A ls Edgar Blume auf den Kiesweg der Dahlemer Villa bog, war sein erster Gedanke, dass der Sohn keine Zeit verstreichen ließ, um den toten Vater und alles, was an ihn erinnerte, aus dem Haus zu bekommen. Neben dem Wagen von Berlins vornehmstem Bestattungsinstitut parkte der Lieferwagen eines Antiquariats.
    Die Haushälterin öffnete ihm. Ihre Augen waren rot und vom Weinen geschwollen. Mit einem Nicken ließ sie ihn hinein und bat ihn in den Salon. Sie trug ein schwarzes Kostüm mit Spitzenbesatz.
    Drei Männer blickten auf, als Blume durch die Tür kam. Alexander Bohmann stellte ihm die Herren vor, den Mann vom Beerdigungsinstitut und den Antiquar, beide vom Alter gebeugt. Blume fragte nach dem Toten. Er war bereits aufgebahrt in der Totenhalle seiner Gemeinde.

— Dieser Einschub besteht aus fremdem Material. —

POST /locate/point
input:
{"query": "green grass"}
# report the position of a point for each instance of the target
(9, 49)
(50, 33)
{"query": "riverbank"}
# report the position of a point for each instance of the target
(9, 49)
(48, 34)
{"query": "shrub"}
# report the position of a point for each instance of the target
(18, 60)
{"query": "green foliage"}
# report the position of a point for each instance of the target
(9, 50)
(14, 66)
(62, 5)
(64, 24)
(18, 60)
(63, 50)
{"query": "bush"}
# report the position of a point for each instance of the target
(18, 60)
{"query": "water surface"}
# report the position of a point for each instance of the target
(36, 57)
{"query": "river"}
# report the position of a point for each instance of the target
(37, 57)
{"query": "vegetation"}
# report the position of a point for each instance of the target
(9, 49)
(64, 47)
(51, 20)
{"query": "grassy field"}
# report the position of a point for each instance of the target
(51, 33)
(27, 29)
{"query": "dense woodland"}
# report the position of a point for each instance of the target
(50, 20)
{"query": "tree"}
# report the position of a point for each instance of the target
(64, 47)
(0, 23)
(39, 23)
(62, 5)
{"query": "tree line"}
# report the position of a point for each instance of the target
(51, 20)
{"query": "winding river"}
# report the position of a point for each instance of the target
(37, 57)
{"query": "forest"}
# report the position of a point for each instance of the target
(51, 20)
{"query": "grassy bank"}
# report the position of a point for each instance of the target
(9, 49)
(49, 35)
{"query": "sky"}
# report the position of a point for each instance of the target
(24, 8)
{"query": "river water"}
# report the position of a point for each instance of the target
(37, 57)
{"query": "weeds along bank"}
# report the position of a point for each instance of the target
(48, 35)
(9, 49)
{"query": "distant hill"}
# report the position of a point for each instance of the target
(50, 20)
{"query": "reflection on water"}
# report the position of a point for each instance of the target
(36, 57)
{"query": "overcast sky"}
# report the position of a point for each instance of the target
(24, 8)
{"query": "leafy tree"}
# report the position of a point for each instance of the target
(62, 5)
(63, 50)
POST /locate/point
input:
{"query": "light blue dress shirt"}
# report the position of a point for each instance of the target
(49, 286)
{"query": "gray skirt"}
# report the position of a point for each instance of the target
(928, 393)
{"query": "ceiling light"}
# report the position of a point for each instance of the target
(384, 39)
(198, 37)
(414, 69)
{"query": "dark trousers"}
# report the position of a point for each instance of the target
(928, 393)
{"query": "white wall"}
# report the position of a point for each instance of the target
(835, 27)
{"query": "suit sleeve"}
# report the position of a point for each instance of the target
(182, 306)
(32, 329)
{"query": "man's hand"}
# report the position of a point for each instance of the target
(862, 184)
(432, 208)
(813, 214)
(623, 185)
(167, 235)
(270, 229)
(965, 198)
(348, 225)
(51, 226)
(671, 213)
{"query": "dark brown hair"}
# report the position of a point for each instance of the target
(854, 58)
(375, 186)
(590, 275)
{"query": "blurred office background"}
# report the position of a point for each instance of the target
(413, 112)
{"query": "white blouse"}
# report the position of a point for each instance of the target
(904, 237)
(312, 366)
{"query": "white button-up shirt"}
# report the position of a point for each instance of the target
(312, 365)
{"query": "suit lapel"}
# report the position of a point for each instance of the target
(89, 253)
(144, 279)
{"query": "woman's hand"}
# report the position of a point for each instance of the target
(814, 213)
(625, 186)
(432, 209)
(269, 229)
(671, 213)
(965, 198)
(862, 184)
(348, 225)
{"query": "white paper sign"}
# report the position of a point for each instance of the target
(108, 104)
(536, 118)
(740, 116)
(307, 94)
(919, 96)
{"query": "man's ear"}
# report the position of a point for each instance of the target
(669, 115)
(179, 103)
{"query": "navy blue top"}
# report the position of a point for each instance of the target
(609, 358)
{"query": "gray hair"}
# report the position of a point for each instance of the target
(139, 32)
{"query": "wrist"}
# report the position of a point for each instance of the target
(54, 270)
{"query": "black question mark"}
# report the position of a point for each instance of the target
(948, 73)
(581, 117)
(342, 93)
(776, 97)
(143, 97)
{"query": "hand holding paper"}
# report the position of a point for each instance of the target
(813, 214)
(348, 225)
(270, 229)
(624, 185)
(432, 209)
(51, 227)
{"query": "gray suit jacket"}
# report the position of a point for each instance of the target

    Als er den Männern ins Gesicht schaute, sah Blume, dass sein erster Eindruck falsch gewesen war. Diese Männer waren nicht da, um ein Geschäft zu machen, sie trauerten um einen verstorbenen Freund.
    Die Haushälterin brachte eine Tasse für Blume und frischen Kaffee. Sie setzte sich auf einen Sessel und strich über den Spitzensaum ihres Kleides. Niemand sagte ein Wort. Nach einer Weile fragte Blume nach, wie lange die Herren Heinrich Bohmann kannten, was sie von den Anfängen seiner Geschäfte mitbekommen hatten und ob er manchmal darüber gesprochen hätte. Keiner wusste ihm zu antworten. Alexander Bohmann redete von privaten Papieren seines Vaters in dessen Arbeitszimmer, bisher wäre er noch nicht in der Lage gewesen, die Dinge zu ordnen. Blume könnte sich das ansehen, aber er dürfte nichts durcheinanderbringen. Der Kommissar nickte, und die beiden verließen den Raum.
    Emma holte sich den ersten weißen Stein. Es war leicht. Wurde die alte Frau nachlässig oder wollte sie reden? Emma rollte die Spielfigur zwischen ihren Fingern.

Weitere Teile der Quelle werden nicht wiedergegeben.